Em Angústia de Graciliano Ramos, encontramos sequências instigantes:
Penso em indivíduos e em objetos que não têm relação com os desenhos: processos, orçamentos, o diretor, o secretário, políticos, sujeitos remediados que me desprezam porque sou um pobre-diabo.
Tipos bestas. Ficam dias inteiros fuxicando nos cafés e preguiçando, indecentes.
(...)
Fomos morar na vila. Meteram-me na escola de seu Antônio Justino, para desasnar, pois, como disse Camilo quando me apresentou ao mestre, eu era um cavalo de dez anos e não conhecia a mão direita. Aprendi leitura, o catecismo, a conjugação dos verbos. O professor dormia durante as lições. E a gente bocejava olhando as paredes, esperando que uma réstia chegasse ao risco de lápis que marcava duas horas. Saíamos em algazarra.

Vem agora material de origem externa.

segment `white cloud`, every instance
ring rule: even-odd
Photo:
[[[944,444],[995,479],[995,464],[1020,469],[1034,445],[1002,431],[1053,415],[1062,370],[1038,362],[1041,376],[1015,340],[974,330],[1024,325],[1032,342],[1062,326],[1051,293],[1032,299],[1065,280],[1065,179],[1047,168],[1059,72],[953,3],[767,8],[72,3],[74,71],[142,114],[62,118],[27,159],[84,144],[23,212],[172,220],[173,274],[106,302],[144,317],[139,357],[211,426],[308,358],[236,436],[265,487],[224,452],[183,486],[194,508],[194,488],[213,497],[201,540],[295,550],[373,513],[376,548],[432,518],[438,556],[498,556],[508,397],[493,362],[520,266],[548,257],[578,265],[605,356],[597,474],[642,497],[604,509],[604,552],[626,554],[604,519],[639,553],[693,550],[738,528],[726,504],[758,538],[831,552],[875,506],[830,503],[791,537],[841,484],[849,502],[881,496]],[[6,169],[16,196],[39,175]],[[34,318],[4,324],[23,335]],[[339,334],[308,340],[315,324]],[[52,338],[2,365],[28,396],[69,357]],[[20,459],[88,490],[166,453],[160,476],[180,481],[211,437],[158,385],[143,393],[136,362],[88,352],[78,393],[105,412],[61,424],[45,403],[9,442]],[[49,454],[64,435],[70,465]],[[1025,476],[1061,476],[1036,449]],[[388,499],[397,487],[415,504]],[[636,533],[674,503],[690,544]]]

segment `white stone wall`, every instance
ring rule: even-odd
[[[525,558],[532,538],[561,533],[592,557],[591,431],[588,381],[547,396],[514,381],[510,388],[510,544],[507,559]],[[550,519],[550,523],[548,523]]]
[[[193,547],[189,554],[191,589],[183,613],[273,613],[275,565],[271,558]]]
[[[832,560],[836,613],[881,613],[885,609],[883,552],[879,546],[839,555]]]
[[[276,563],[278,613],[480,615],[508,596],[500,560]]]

(Graciliano Ramos, Angústia. Rio de Janeiro:Ed. Record, 56.ed., 2003, p. 8-9 e 15).
a) Que processos permitem as construções ‘preguiçando’ e ‘desasnar’ na língua?
b) Se substituirmos ‘preguiçando’ por ‘descansando’ e ‘desasnar’ por ‘aprender’, observamos uma relação diferente com a poesia da língua. Explicite essa diferença.
c) O uso de ‘desasnar’ pode nos remeter, entre outras palavras, a ‘desemburrecer’ e ‘desemburrar’. No Dicionário Houaiss da língua portuguesa (ed. Objetiva, 2001), o verbete ‘desemburrar’ apresenta como acepções tanto ‘livrar- se da ignorância’, quanto ‘perder o enfezamento’, e marca sua etimologia como des + emburrar.
Seguindo nossa consulta, encontramos no verbete ‘emburrar’ o ano de 1647 que, segundo a Chave do Dicionário Houaiss, indica a “data em que [essa palavra] entrou no português”. A fonte dessa datação é a obra Thesouro da lingoa portuguesa composta pelo Padre D. Bento Pereyra, publicada em Lisboa.
Embora ‘desemburrecer’ não apareça no dicionário, encontramos ‘emburrecer’, cuja entrada no português, segundo o Houaiss, data de 1998, atestada pela obra de Celso Pedro Luft Dicionário prático de regência verbal, publicada em São Paulo.
O verbete ‘desasnar’ data de 1713, atestado pela obra Vocabulário portugueza e latino de Rafael Bluteau, publicada em Coimbra- Lisboa. Tendo em vista as observações acima apresentadas - a presença ou não desses verbetes no dicionário, as datas de entrada no português e as fontes que atestam essas entradas - o que se pode compreender sobre a relação entre o dicionário e a língua?